Databases that implement this type of indexing
- Oracle
- Informix
- Sybase
- Informix
- Red Brick
- DB2

Encoded Bitmap Index: The index is the binary Bit-Sliced Index built on the attribute domain

Advantages
- It uses space efficiently.
- It performs efficiently with wide range query.

Disadvantages
- It performs inefficiently with equality queries.
- It is very difficult to find a good encoding scheme.
- It is rebuilt every time when a new indexed value for which we run out of bit to represent is added.

Databases that implement this type of indexing
- DB2

Bitmap Join Index: The index is built by restriction of a column on the dimension table in the fact table.

Advantages
- It is flexible.
- It performs efficiently.
- It supports star queries.

Disadvantages
- The order of indexed column is important.

Databases that implement this type of indexing
- Oracle
- Informix
- Red Brick

Projection Index: The index is built by storing actual values of column(s) of indexed table.

Advantages
- It speeds up the performance when a few columns in the table are retrieved.

Disadvantages
- It can be used only to retrieve raw data (i.e., column list in selection).

Databases that implement this type of indexing
- Sybase

Rapidly (large slowly) changing dimensions

A dimension is considered to be a rapidly changing dimension if one or more of its attributes changes frequently in many rows. For a rapidly changing dimension, the dimension table can grow very large from the application of numerous Type 2 changes. The terms "rapid" and "large" are relative, of course. For example, a customer table with 50,000 rows and an average of 10 changes per customer per year will grow to about five million rows in 10 years, assuming the number of customers does not grow. This may be an acceptable growth rate. On the other hand, only one or two changes per customer per year for a ten million row customer table will cause it to grow to hundreds of millions of rows in ten years.

Tracking bands can be used to reduce the rate of change of many attributes that have continuously variable values such as age, size, weight, or income.
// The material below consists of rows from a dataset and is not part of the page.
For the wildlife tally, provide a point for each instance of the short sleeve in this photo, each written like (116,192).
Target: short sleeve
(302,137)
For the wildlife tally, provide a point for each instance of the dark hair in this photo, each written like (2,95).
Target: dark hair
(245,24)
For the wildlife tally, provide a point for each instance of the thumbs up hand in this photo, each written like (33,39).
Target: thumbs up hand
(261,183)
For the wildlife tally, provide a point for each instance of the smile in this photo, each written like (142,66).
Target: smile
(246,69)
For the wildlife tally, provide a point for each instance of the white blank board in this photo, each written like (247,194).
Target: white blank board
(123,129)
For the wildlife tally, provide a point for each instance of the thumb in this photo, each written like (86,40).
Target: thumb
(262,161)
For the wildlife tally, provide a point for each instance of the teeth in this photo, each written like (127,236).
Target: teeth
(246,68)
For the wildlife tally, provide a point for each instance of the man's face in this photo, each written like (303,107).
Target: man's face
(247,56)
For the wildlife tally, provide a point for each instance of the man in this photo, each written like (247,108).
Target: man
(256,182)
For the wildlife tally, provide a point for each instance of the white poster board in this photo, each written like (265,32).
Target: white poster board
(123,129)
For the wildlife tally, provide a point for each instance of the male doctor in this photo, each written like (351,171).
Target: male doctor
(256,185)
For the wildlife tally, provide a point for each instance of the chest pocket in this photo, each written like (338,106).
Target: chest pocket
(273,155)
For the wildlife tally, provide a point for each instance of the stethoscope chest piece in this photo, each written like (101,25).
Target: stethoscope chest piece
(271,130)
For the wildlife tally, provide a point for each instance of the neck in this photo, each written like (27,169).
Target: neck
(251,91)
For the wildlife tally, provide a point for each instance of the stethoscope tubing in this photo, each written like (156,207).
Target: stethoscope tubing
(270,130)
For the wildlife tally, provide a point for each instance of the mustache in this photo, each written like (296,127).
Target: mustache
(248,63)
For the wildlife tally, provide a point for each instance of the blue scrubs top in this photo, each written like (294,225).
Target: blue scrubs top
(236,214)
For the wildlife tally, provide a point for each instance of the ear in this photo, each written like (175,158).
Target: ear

For example, income can be categorized into ranges such as [0-14,999], [15,000-24,999], [25,000-39,999], and so on, which reduce the frequency of change to the attribute. Although Type 2 change records should not be needed to track age, age bands are often used for other purposes, such as analytical grouping. Birth date can be used to calculate exact age when needed. Business needs will determine which continuously variable attributes are suitable for converting to bands.

Often, the correct solution for a dimension with rapidly changing attributes is to break the offending attributes out of the dimension and create one or more new dimensions. Consider the following example.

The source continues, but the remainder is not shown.